Target-setting method
Percentage point improvement
Target-setting method details
Percentage point improvement from the baseline using Cohen's h effect size of 0.10.
1
Target-setting method justification
Trend data were not evaluated for this objective, but it was not possible to project a target because the trend analysis could not find a suitable target. A percentage point improvement was calculated using Cohen's h effect size of 0.1. This method was used because the Healthy People 2030 Workgroup Subject Matter Experts viewed this as an ambitious yet achievable target. The 21st Century Cures Act calls for an increase in evidence-based resources to improve access to evidence-based interventions.

Methodology

Questions used to obtain the national baseline data

(For additional information, please visit the data source page linked above.)

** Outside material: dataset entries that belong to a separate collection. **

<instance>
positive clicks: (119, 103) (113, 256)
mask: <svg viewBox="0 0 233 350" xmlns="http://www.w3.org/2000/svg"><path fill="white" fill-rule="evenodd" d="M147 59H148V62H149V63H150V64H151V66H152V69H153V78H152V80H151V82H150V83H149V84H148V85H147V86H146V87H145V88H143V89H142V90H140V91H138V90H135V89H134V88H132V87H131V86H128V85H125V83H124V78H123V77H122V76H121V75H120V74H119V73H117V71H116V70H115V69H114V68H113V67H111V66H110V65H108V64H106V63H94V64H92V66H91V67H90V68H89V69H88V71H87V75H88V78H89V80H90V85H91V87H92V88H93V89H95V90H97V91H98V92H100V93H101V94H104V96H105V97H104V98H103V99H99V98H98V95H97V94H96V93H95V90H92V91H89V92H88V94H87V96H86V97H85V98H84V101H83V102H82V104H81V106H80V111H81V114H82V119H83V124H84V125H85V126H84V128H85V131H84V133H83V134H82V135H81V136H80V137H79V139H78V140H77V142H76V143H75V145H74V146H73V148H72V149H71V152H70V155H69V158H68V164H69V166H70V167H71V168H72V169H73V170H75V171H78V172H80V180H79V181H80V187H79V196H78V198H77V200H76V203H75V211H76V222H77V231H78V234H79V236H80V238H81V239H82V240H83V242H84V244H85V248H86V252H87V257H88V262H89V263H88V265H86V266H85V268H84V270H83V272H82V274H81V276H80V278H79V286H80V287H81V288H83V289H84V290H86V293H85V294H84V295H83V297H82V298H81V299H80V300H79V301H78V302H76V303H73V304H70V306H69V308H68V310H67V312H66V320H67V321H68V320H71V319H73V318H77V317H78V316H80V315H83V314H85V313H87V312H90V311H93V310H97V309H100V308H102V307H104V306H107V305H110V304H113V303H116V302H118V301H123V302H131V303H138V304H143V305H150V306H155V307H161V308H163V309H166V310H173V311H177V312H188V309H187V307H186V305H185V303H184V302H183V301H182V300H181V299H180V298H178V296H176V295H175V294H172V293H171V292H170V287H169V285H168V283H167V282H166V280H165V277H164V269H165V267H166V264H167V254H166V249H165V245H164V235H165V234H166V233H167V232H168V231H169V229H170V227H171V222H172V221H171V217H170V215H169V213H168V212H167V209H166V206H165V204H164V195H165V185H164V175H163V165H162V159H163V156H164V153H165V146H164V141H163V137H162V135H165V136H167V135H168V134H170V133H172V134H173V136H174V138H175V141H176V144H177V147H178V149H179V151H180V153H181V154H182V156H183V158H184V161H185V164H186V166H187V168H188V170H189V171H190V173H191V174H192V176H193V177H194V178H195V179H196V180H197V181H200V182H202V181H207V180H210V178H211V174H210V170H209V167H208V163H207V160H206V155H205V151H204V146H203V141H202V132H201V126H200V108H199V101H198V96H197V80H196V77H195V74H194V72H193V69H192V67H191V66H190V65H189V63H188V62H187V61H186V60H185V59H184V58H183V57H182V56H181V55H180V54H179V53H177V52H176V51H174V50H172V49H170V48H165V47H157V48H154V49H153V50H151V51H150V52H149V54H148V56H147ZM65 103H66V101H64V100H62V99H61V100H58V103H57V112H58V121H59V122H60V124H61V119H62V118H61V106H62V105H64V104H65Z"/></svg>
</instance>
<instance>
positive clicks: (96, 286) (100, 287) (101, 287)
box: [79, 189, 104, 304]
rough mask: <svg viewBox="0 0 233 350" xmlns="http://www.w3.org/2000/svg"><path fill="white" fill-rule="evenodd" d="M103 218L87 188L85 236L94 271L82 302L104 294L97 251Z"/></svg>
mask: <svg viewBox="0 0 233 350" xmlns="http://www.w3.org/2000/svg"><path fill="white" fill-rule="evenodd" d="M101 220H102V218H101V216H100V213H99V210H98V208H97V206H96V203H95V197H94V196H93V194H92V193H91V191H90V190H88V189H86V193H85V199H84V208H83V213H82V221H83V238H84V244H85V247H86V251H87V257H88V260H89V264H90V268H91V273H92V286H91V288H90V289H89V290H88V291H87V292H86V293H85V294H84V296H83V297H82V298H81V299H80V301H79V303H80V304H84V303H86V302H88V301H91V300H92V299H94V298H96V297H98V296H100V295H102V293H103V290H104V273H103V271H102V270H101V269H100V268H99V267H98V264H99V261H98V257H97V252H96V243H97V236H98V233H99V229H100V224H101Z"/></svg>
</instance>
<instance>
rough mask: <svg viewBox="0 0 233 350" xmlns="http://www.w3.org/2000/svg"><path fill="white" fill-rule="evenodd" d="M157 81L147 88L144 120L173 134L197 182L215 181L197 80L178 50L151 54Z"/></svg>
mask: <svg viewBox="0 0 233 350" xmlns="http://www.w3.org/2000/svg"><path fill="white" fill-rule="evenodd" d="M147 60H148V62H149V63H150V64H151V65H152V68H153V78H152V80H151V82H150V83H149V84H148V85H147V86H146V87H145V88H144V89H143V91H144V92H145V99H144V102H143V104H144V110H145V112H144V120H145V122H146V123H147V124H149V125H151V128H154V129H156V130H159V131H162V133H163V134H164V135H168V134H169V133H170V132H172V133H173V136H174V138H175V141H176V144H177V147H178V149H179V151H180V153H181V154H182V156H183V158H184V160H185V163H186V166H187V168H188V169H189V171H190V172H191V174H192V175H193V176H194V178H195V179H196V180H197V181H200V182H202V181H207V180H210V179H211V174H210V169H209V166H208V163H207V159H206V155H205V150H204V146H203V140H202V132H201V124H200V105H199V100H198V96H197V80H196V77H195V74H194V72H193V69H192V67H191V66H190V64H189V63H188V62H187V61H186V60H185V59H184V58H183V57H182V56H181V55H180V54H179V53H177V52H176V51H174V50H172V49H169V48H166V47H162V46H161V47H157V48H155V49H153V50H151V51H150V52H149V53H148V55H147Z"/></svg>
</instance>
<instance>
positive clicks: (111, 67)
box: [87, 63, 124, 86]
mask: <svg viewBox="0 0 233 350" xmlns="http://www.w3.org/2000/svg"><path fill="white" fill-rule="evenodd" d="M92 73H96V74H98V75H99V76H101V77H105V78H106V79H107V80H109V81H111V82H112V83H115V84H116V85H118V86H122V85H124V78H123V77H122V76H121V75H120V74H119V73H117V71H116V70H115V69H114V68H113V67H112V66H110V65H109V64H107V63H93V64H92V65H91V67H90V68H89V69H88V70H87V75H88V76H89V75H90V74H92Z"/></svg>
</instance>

Please refer to the “Adolescent Depression” module of the “2021 National Survey on Drug Use and Health (NSDUH): Final CAI Specifications for Programming” for baseline questions.

Methodology notes

Serious mental illness (SMI) among adults was defined in Public Law 102-321 as adults aged 18 or older who currently or at any time in the past year have had a diagnosable mental, behavioral, or emotional disorder and resulting in substantial impairment in carrying out major life activities. In NSDUH, a diagnosable mental, behavioral, or emotional disorder was defined as for the other mental illness categories described previously (i.e., based on the Diagnostic and Statistical Manual of Mental Disorders, 4th edition [DSM-IV] and excluding developmental and substance use disorders); substantial impairment was defined based on clinical interview Global Assessment of Functioning scores of 50 or below. SMI was estimated based on a statistical model of a clinical diagnosis and responses to questions in the main NSDUH interview on distress (Kessler-6 scale), impairment (truncated version of the World Health Organization Disability Assessment Schedule), past year major depressive episode, past year suicidal thoughts, and age. All adults with SMI were also classified as having any mental illness (AMI).


Mental health treatment in the past year was defined as the receipt of treatment or counseling for any problem with mental health, emotions, or behavior in the 12 months prior to the interview. Respondents were asked in the mental health services utilization section of the questionnaire to report whether they received mental health treatment in the past 12 months in an inpatient location, in an outpatient location, through the use of prescription medication, via telehealth treatment, or in a prison, jail, or juvenile detention center.

History

Comparable HP2020 objective
Modified, which includes core objectives that are continuing from HP2020 but underwent a change in measurement.
Changes between HP2020 and HP2030
The National Survey on Drug Use and Health adopted a multimode data collection method in 2021. Due to this change, data starting in 2021 are not comparable to those from earlier years. Additionally, the mental health treatment questions on the National Survey on Drug Use and Health underwent considerable revisions in the 2022 survey. Due to these changes, the 2022 estimates for mental health treatment cannot be compared with estimates from 2021 or earlier years.
Revision History
Revised. 

In 2024, due to the NSDUH adopting a multimode data collection method in 2021 and due to considerable revisions made to the mental health treatment questions on the 2022 survey, the baseline was revised from 64.1% in 2018 to 66.7% in 2022. The target was revised from 68.8% to 71.3% using the original target setting method.


1. Effect size h=0.1 was chosen to correspond with 10% improvement from a baseline of 50%.